One era closed and another began yesterday as the Federal Trade Commission announced the end of its ballyhooed probe of television advertising directed at children.
Hours later Reagan administration economist James C. Miller III became the agency's new chairman, taking the oath of office from Vice President George Bush.
The timing of the two events was not intentional. But perhaps no two occurrences better symbolized the end of the activist era of the FTC than the close of the "kidvid" matter -- a pet project of Miller's predecessor, former FTC Chairman Michael Pertschuk -- and Miller's formal arrival at the agency's Pennsylvania Avenue headquarters.
The commission staff threw in the towel on the "kidvid" probe six months ago, recommending that the agency abandon the project. A ban on advertising aimed at children "would have such a limited scope that it could not be an effective remedy," the FTC staff said at the time.
The language when the project began was different. "Never before has there been a a better opportunity to help change a system that permits children to be manipulated for private gain," said Peggy Charren, president of Action for Children's Television (ACT), in 1978 when the pressure on the FTC was at its zenith.
But the coalition of 46 health, education and other activist groups fighting for the matter was ultimately overwhelmed by the nation's changing mood toward regulation and a well-heeled coalition of candy, cereal and broadcasting interests.
The business lobby also put a roadblock in the case by charging that Pertschuk had prejudged the matter in speeches and interviews. Although a federal judge upheld the industry charge, Pertschuk was later cleared by an appeals court. He withdrew from the case because of the controversy.
The business opposition also convinced members of Congress during last year's bruising fight over the FTC's future that the children's advertising effort was misguided. The proceeding was suspended and never resumed.
"We're not surprised when the Reagan administration's middle name is deregulation," said Nancy Dietz, an ACT legal assistant, who said the group was considering a legal appeal of the FTC decision.
The case began in 1977 after ACT and the Center for Science in the Public Interest petitioned the FTC to take a look at television ads for children.
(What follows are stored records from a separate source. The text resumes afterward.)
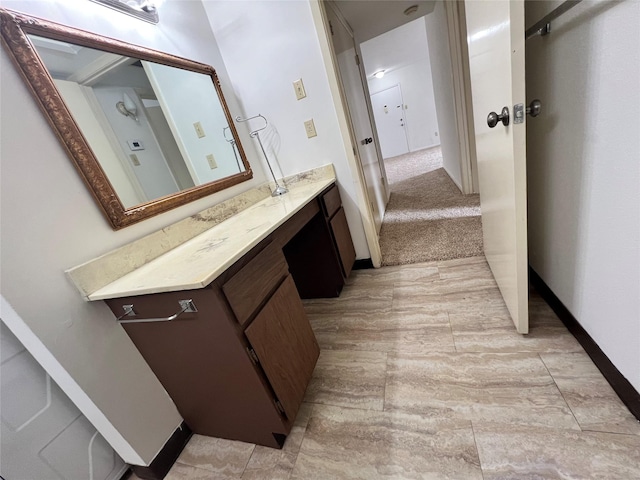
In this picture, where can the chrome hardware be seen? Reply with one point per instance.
(187, 307)
(534, 108)
(493, 118)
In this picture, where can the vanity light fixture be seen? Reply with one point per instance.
(411, 10)
(127, 107)
(146, 10)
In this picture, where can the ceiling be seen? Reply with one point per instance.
(370, 18)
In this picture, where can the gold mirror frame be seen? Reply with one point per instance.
(14, 29)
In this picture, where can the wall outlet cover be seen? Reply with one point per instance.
(310, 128)
(298, 86)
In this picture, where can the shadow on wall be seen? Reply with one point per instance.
(559, 180)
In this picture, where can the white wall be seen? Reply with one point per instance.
(583, 156)
(415, 82)
(442, 74)
(50, 222)
(266, 46)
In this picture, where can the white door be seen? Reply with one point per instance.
(495, 34)
(388, 112)
(349, 73)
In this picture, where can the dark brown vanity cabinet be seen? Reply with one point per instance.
(239, 366)
(337, 221)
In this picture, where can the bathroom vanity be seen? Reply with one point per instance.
(220, 319)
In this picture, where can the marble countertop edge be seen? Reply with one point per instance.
(182, 268)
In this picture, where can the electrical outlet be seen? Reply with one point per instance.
(134, 159)
(299, 88)
(199, 129)
(310, 128)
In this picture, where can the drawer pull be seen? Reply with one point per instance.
(187, 307)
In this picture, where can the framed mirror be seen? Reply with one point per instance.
(146, 130)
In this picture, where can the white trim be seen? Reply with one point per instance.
(319, 19)
(68, 385)
(462, 95)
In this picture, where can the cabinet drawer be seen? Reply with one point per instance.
(331, 201)
(248, 289)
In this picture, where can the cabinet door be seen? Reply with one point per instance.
(286, 347)
(343, 240)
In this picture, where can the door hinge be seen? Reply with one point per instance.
(253, 356)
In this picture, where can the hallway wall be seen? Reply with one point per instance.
(442, 70)
(415, 79)
(266, 46)
(583, 156)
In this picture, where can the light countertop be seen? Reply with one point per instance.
(200, 260)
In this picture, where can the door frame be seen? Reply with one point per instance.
(456, 28)
(346, 129)
(404, 117)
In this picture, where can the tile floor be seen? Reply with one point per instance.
(422, 376)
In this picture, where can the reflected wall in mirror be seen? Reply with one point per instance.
(147, 131)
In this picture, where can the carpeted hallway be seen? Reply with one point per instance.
(427, 217)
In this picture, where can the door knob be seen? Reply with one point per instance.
(534, 108)
(493, 118)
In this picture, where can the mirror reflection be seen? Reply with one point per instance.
(155, 129)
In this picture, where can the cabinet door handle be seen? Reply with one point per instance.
(186, 305)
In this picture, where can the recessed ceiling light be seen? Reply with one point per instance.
(411, 10)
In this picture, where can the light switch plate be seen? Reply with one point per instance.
(299, 88)
(199, 129)
(310, 128)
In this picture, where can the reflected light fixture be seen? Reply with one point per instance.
(146, 10)
(127, 107)
(411, 10)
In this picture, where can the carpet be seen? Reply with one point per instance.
(427, 217)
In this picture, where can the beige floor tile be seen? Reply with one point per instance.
(348, 378)
(180, 471)
(496, 333)
(353, 299)
(476, 267)
(273, 464)
(511, 388)
(519, 452)
(325, 327)
(226, 458)
(592, 400)
(343, 443)
(408, 331)
(418, 272)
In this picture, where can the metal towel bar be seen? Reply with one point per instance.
(543, 27)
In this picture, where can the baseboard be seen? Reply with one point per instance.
(627, 393)
(165, 459)
(362, 264)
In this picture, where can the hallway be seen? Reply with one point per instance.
(427, 217)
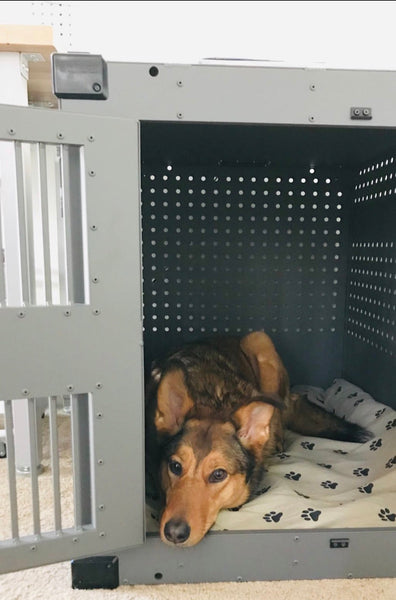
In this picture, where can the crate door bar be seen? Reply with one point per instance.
(9, 428)
(52, 409)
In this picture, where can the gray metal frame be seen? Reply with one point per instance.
(226, 94)
(92, 350)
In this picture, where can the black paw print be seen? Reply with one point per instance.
(329, 485)
(310, 514)
(361, 472)
(375, 445)
(308, 445)
(293, 475)
(262, 490)
(302, 495)
(386, 515)
(273, 517)
(367, 489)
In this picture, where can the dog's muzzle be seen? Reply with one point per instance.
(177, 531)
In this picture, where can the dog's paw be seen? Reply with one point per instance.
(386, 515)
(273, 517)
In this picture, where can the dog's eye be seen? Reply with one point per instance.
(217, 475)
(175, 467)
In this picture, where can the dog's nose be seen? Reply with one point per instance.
(177, 531)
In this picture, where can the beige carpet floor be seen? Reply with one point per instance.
(54, 581)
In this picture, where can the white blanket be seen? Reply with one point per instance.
(323, 483)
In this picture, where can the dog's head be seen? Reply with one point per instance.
(206, 463)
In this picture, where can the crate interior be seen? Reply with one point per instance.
(289, 229)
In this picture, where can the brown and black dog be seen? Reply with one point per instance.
(216, 410)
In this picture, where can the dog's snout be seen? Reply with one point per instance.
(177, 531)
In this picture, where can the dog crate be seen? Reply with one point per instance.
(267, 201)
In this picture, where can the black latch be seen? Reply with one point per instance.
(95, 572)
(79, 76)
(361, 113)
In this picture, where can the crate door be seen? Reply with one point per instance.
(71, 337)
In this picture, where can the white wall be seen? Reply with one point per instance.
(339, 34)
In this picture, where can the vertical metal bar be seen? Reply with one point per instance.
(76, 453)
(45, 222)
(55, 462)
(9, 427)
(33, 466)
(23, 243)
(2, 258)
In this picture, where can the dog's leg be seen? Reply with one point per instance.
(308, 419)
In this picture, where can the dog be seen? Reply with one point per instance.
(216, 410)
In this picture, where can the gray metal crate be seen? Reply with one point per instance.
(265, 203)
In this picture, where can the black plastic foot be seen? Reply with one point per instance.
(95, 572)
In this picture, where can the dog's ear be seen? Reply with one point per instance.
(173, 403)
(253, 425)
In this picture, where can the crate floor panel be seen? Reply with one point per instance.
(321, 483)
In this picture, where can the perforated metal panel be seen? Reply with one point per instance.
(230, 249)
(370, 346)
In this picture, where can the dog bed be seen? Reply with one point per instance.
(324, 483)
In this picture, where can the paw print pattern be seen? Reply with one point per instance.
(329, 485)
(273, 517)
(262, 490)
(386, 515)
(367, 489)
(310, 514)
(361, 471)
(293, 475)
(308, 445)
(375, 445)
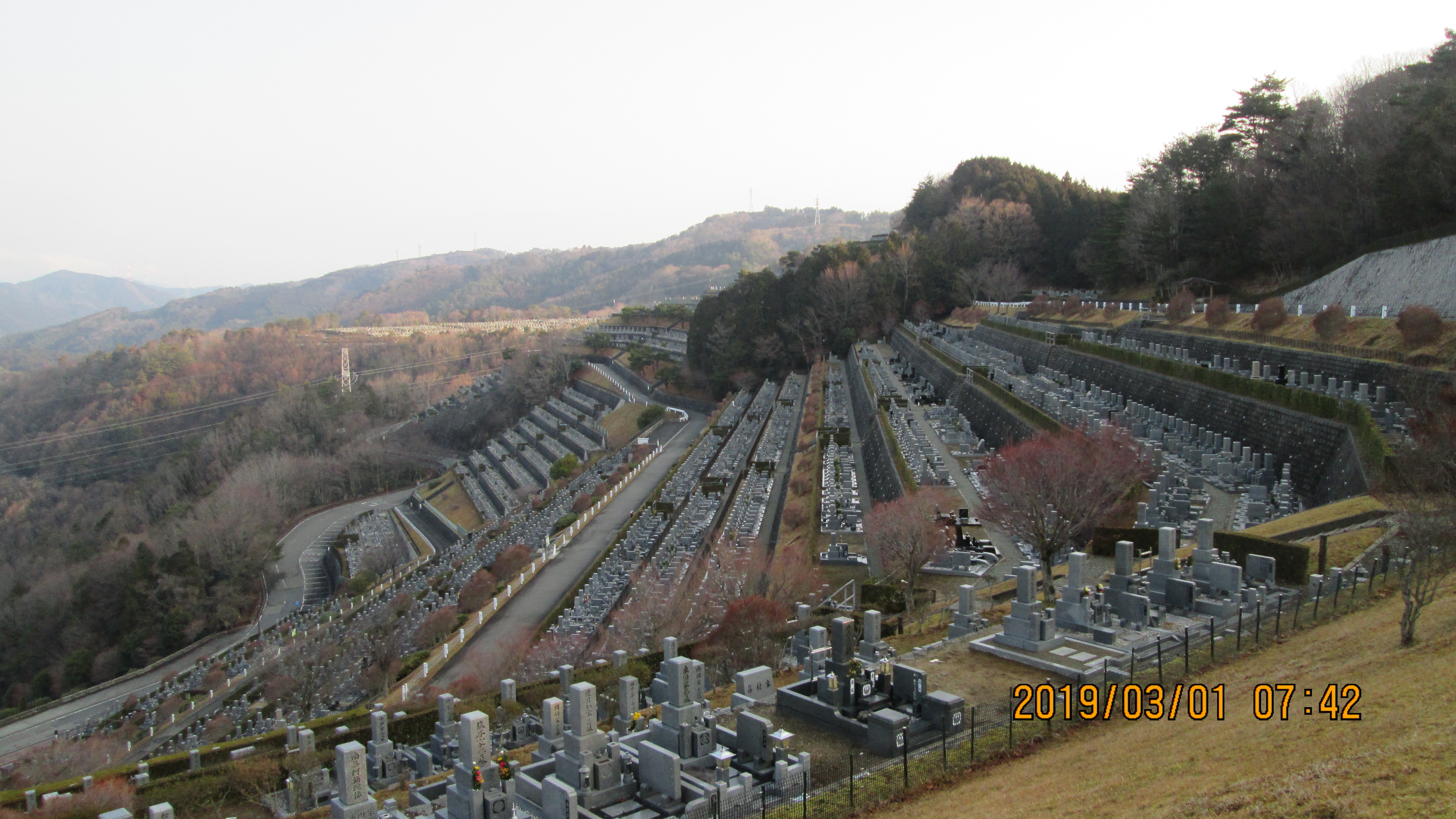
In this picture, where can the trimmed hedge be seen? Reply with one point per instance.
(1010, 400)
(1290, 560)
(1106, 538)
(1369, 441)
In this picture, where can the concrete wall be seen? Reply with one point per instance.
(874, 449)
(691, 404)
(992, 422)
(1324, 455)
(1355, 371)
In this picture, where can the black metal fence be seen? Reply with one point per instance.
(1148, 684)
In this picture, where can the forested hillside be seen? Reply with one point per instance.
(471, 285)
(145, 489)
(66, 295)
(1275, 193)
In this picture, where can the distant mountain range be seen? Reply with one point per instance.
(446, 286)
(66, 295)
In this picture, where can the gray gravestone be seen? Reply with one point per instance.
(756, 684)
(1260, 569)
(475, 739)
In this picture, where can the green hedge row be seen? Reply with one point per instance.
(1369, 441)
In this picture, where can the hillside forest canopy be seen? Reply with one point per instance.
(145, 489)
(1276, 191)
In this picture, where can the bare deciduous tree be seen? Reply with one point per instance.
(906, 535)
(1422, 484)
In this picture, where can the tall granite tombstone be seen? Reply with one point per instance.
(628, 696)
(384, 764)
(1028, 627)
(964, 620)
(554, 722)
(353, 801)
(1165, 566)
(1075, 604)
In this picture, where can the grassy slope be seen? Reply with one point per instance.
(1374, 333)
(1327, 513)
(1397, 761)
(621, 425)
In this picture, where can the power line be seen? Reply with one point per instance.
(65, 457)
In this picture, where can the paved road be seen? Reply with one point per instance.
(104, 703)
(494, 645)
(302, 582)
(303, 549)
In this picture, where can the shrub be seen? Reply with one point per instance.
(648, 416)
(1180, 306)
(1218, 314)
(1332, 321)
(1269, 315)
(1419, 325)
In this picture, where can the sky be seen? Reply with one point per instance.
(228, 143)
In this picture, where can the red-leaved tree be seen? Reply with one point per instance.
(1055, 487)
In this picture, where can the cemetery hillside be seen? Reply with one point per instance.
(1031, 498)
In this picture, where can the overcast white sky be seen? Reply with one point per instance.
(226, 143)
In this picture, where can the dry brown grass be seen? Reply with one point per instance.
(455, 503)
(1395, 761)
(1317, 516)
(1372, 333)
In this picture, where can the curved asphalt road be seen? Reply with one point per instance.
(496, 643)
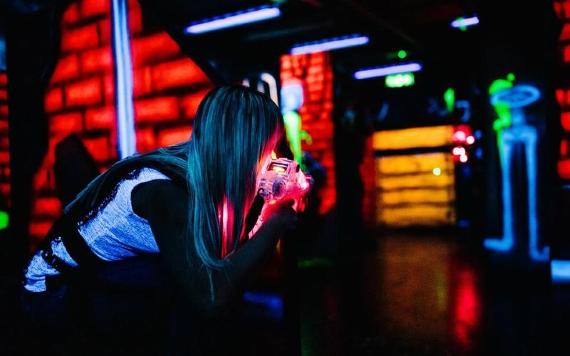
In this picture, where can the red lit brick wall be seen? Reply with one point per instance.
(80, 99)
(315, 72)
(4, 154)
(563, 92)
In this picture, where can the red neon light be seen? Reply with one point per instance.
(135, 19)
(564, 168)
(53, 100)
(64, 124)
(86, 92)
(100, 59)
(158, 109)
(142, 82)
(39, 229)
(95, 7)
(46, 207)
(71, 14)
(81, 38)
(100, 148)
(99, 118)
(467, 310)
(189, 103)
(179, 73)
(565, 120)
(173, 136)
(104, 31)
(146, 140)
(153, 48)
(67, 68)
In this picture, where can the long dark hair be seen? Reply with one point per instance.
(234, 129)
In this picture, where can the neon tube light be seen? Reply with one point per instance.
(234, 19)
(384, 71)
(560, 271)
(465, 22)
(330, 44)
(123, 80)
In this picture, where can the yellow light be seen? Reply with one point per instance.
(421, 163)
(416, 196)
(435, 136)
(425, 215)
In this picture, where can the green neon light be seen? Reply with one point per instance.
(4, 220)
(295, 135)
(400, 80)
(449, 98)
(503, 110)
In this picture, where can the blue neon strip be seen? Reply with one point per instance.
(560, 271)
(384, 71)
(234, 19)
(330, 44)
(466, 22)
(123, 80)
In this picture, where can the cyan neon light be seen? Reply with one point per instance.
(273, 303)
(234, 19)
(514, 99)
(330, 44)
(560, 271)
(400, 80)
(123, 79)
(387, 70)
(4, 220)
(463, 23)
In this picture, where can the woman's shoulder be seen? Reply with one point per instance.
(159, 195)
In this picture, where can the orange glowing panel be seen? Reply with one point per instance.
(435, 136)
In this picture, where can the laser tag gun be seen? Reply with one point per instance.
(282, 179)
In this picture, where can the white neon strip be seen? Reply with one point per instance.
(560, 271)
(272, 83)
(330, 44)
(123, 80)
(384, 71)
(235, 19)
(470, 21)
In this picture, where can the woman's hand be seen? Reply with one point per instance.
(281, 213)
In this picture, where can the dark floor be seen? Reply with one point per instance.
(406, 294)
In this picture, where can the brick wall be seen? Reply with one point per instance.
(315, 73)
(80, 99)
(562, 9)
(4, 154)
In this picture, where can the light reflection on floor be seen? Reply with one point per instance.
(421, 295)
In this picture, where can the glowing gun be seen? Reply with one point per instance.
(282, 179)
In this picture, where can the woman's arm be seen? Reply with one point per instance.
(165, 206)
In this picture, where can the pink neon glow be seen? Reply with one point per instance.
(226, 214)
(459, 151)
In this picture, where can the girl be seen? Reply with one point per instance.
(188, 203)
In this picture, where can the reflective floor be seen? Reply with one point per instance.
(429, 295)
(404, 294)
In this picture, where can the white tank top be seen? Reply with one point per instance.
(115, 233)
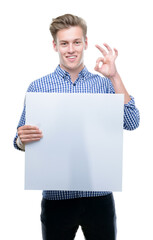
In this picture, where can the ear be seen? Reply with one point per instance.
(86, 43)
(55, 46)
The FTC staff recommended that the FTC propose a ban on commercials aimed at children "too young to understand the selling purpose" of advertising, a ban on ads for highly sugared products aimed at viewers under the age of 12 and the establishment by advertisers of a fund to promote nutritional advice.
The current three-member FTC, minus Pertschuk and Miller, showed little stomach for the far-reaching goals sought by Charren's group. The goals, if achieved, would have changed the look of children's television.
"In short, the commission's review of the rulemaking record developed thus far clearly indicates that a major commitment of the commission's resources would be required to continue this proceeding, resources which would necessarily have to be diverted from other pressing enforcement priorities," the FTC said yesterday.
Miller has been a frequent critic of FTC activities. As chairman of the administration's FTC transition team, he proposed in a report for the White House that the commission "terminate all cases based on 'social theories' and consider guidelines to staff concerning future proposals."
Clearly, the "kidvid" case was based, in part, on social theory -- a concern for the health and welfare of the nation's children that went beyond the FTC's traditional role. But the case also helped win for the FTC the pundits' title of "national nanny," as critics suggested the agency was attempting to play parent for America's young.
The case may signal an end for the FTC effort, but ACT vows to continue to fight unfair children's advertising. "We will continue to work to reduce advertising time on children's television, and we will work to insure that cable television is a commercial-free alternative," Dietz said.